For someone whose primary love languages are quality time and touch, virtual reality just doesn't offer the genuine expression of time spent in conversation hearing every nuance in someone's voice, seeing the flicker of light in their eyes as they talk or identify with something you are saying. It doesn't even compare to sitting in a comfortable (or uncomfortable) silence with someone, listening to the rise and fall of his breath, reading her body language. Online it's simply silence. Nothingness. Void. There is no rush of lips meeting and an exchange of breath between lovers or the comforting weight of a friend's arms wrapped around your body. Only the cold symbols we recognize as words.

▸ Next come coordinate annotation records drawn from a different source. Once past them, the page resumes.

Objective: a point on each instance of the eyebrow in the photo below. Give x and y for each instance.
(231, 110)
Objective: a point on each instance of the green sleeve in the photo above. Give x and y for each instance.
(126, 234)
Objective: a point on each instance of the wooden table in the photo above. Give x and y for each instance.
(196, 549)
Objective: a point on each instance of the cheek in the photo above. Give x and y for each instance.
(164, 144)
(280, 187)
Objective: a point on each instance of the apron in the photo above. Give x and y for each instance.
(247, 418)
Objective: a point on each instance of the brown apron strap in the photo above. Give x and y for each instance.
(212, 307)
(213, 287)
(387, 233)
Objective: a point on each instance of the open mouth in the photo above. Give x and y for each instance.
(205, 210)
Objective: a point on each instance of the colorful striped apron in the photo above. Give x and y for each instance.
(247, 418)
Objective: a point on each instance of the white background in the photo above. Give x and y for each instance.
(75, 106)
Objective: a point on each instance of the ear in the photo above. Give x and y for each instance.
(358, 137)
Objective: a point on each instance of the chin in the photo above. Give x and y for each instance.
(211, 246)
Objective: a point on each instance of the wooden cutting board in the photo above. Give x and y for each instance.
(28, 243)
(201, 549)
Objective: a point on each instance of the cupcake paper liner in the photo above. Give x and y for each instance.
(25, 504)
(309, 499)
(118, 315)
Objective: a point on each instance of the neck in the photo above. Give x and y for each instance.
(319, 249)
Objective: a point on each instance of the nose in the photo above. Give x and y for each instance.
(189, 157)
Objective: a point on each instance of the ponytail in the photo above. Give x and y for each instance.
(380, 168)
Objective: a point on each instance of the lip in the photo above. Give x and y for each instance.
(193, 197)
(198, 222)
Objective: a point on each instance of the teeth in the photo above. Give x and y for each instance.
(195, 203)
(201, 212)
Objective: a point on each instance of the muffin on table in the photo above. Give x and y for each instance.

Also, there is the inevitable ability to see that your unrequited love is spending every evening with a different girl, to know enough that your mind races in circles weaving together possible scenarios of him with someone else while your heart keeps up in rapid time until it feels like it will crumble, to not know enough that you can turn it off. And then the constant bombardment of updates that you feel you must either "like" or respond to in some way or risk the possibility of hurting someone's feelings. Or the inescapable chagrin of posting an unflattering image or no one "liking" the post that reveals the most about you.
So, I deactivated my Facebook account. I pressed pause on Instagram and Twitter last night before going to bed. I admit, I've been tempted to log back in today. I've even picked up my phone absentmindedly to click on my app before realizing that I'm not participating in that virtual world any longer. I've felt somewhat liberated and rebellious. I'm not part of that "crowd". I'm not participating in the virtual cyclone of social media. I've also felt kind of sad at not being a part of it. I have felt disconnected. Like a loss or a small death, there is a general sense of sadness at wanting to talk to someone or visit a place and not having the option. Unlike a real loss or death, I do have the option of going back at any time. I've wondered what is going on with specific people. But if I really wonder that much, I can and will simply pick up my phone and call them. I've wondered if anyone misses me. In fact, when I deactivated my account, I received a list of "friends" along with a message asking "Are you sure you want to deactivate your account? [These people] will miss you." Oddly enough, the aforementioned guy was the first person on that list and, yes, I pondered whether he really would miss me or not.
I know I miss him. But I missed him even when I was "connected". The truth is, if someone is really connected to you, that tie will remain whether you're contacts via social media or not. Real reality is ,after all, real. Virtual reality is virtual. In its simplest form, it's an authentic vs. imitation story. And in the end, the human soul craves real, whether we are pat of a social media circle or not.